Hello, I am interested in obtaining and quantifying the haplotypes (of only a gene) present in a FASTQ file. Currently, I have high-confidence variant calls in a vcf (performed from short read WGS) but it is unphased. I do have cDNA ONT long reads spanning the whole regions that I would like to use to obtain the haplotypes.
So far I have build a vg graph with a reference assembly (fasta) and an unphased vcf, after indexing I have mapped my long-reads FASTQ files to the graph. My expectation was that after this I could extract the haplotypes and later quantify them. However, now after going through the github issues I am not sure if it is possible to extract the haplotypes without an already phased vcf.
I would appreciate any recommendation or insights. Thanks a lot.
What I mean is: from a set of long reads and a pangenome with no haplotype paths (because it was built with unphased vcf) obtain the different haplotypes a sample has (each of which should be represented by different groups of long reads). In other words, I see it like adding the haplotype paths to the pangenome based on my long reads. With this then I'd like to quantify how many reads are aligning to each haplotype path.
I am not really sure what do you mean with "read alignments themselves" in this context. Could I extract the set of nodes that each read is using for the alignment, to build the haplotypes manually somehow?
Thanks
The read alignment is a path through the graph, so in that sense, I think the read alignment might be the path you are looking for. For downstream inference, however, the main tool that's around is
rpvg
, which is designed around the assumption that you already have haplotypes that you can project transcripts onto. Apart fromrpvg
, you could do simple transcript counting by hacking on GAF output, but not the more sophisticated EM-based methods that account for gene families with similar sequences.Have I also gathered correctly that you also do not have existing annotations for this genome? If not, VG might not be the best choice for you.
vg mpmap
, which is the spliced aligner in VG, relies more heavily on existing annotations than most linear reference spliced aligners do. I would expect relatively poor detection of splice junctions without good existing annotations.Just to be more explicit: I am working with a polyploid monoexonic gene whose boundaries are well annotated. I have many cDNA ONT reads (full of technical errors) that I want to use to obtain the different haplotypes found in each sample. Due to the error rate of ONT I can only trust the variants that I called using short read WGS.

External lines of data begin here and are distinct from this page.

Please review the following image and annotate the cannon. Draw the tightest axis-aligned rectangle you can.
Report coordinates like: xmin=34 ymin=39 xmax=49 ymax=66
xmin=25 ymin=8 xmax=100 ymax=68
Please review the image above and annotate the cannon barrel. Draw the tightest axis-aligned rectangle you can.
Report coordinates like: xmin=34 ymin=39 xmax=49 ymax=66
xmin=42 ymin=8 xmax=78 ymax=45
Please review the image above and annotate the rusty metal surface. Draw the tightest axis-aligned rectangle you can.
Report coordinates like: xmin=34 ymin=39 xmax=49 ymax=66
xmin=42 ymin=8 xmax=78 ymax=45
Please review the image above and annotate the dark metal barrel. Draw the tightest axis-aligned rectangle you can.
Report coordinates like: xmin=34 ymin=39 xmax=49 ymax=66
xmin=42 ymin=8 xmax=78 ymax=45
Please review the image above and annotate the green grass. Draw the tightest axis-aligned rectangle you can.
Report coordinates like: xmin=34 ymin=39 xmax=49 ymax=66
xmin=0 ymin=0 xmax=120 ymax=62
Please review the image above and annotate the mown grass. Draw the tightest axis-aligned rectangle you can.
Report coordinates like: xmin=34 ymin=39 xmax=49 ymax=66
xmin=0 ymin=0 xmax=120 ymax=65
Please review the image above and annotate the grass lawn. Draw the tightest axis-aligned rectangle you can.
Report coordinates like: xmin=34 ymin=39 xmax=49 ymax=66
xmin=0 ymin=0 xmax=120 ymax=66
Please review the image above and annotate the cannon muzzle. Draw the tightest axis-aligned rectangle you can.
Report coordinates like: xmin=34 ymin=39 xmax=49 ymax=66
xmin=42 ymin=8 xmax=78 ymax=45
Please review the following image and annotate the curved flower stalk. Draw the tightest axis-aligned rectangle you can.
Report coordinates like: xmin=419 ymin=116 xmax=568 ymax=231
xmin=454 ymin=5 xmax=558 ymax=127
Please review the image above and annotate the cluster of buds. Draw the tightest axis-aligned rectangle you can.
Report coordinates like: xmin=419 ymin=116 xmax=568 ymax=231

1) If with my (unphased) vcf and my fasta reference I construct a pangenome of this gene and then map the ONT reads, from the .gam can I obtain a series of sequences representing the different paths that my reads follow without being affected by the technical errors? In other words, if my sample has 4 different haplotypes, with the alignment can I obtain 4 single haplotype sequences strictly following the graph sequences or I will get many more sequences due to the errors in the reads?
2) My plan was, after obtaining the different haplotypes, do a MSA and use it to create a pangenome with the haplotypes embedded so I can use rpvg to quantify how many reads have generated each haplotype. Would this be correct?
Thanks for the patience and help!
If your reads have errors that look similar to variants, you can certainly get alignment paths that correspond to non-biological transcript paths. You haven't provided any phasing data, so the graph can't really have any knowledge of what the allowable combinations of variants are. Ideally, there are fewer non-biological paths than there are biological ones, but it's a non-trivial inference problem to sort out what the true paths are. If the error rate, transcript length, and heterozygosity are favorable enough, you might be able to just take the most frequent paths. That won't always be possible though.
So if I manually correct the reads so they only include biological variation (that is also included in the graph) then I can manually extract the paths from the alignments and extract the haplotypes, right?
Yes, error-free reads will generally follow the path of the transcript.